Вернер Гайдучек - Современная повесть ГДР
На руках у женщины, мучившей меня в те времена, сидит теперь множество колец, на одном из колец — камень, похожий на ягоду ежевики, хоть и не такой же черный, но такой же большой. А ее обручальное кольцо? Может, эту немецкую гадость выбросил тот самый американец? Впрочем, какое мне дело до ее кольца, когда я и свое-то хочу продать, продать напарника ее кольца, но, прежде чем продавать, я велю соскрести с оборотной стороны ее имя. Я, можно сказать, почти не суеверен, но меня очень тяготило бы неизбежное в таком случае ощущение, что вместе с кольцом я продал и ее самое.
За кольцо я получаю кучу денег. Деньги в те времена стоят дешево, а золото стоит дорого. Все свои деньги я отдаю той полузаморской женщине, чтобы она подняла на ноги нашего больного сына, себе я не оставляю ни гроша, для меня эти деньги все равно как иудины сребреники.

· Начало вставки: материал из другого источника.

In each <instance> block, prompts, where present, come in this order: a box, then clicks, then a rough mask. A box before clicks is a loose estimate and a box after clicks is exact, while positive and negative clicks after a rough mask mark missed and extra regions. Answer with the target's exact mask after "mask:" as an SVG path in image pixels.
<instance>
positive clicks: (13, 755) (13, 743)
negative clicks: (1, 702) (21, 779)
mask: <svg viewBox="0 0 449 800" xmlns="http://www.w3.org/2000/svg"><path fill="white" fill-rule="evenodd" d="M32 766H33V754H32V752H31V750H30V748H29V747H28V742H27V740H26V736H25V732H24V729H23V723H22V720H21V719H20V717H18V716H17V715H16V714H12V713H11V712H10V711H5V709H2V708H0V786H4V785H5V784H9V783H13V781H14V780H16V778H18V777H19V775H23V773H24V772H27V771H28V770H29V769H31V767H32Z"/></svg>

Женщина потрясена таким количеством денег. Она бросается мне на шею, она целует меня, хоть я никакой не американец. Не исключено, что я мог бы сейчас получить от нее то, о чем мечтаю с тех пор, как вернулся в Гроттенштадт и снова увидел ее, но я не желаю получать это за деньги, и уж подавно за те деньги, которые принес мне предмет, имевший известное отношение к нашему браку.
Господин Ранц сделался в последнее время весьма общителен, он даже как-то под вечер наносит мне визит в моей сторожке и застает у меня фройляйн Ханну. Мы так и не отказались от привычки проводить вечер за болтовней. Сегодня мы рассуждаем на тему, есть на свете бог или нет, а кроме того, пытаемся выяснить, необходимо для земли существование человека или нет. Мы приходим к выводу, что земле человек не нужен, потому что, если бы он был ей нужен, в нем не было бы заложено стремление предпринимать воинственные походы, дабы уничтожать своих собратьев, либо позволять собратьям уничтожать себя. Такие беседы, говорит Ханна, сверкая глазами, называются философией, я знаю это от папа.
— Не обращайте на меня внимания, — говорит господин Ранц. — Я с удовольствием посижу и послушаю.
Но мы не можем в его присутствии рассуждать о том, как люди уничтожают друг друга. Он недавно вернулся из заведения, где подобное уничтожение было поставлено на конвейер. Он нам про него рассказывал, он открывал нам глаза, он вырвался из ада, и нам не пристало разводить дилетантскую философию об этом заведении и о злокозненности людей.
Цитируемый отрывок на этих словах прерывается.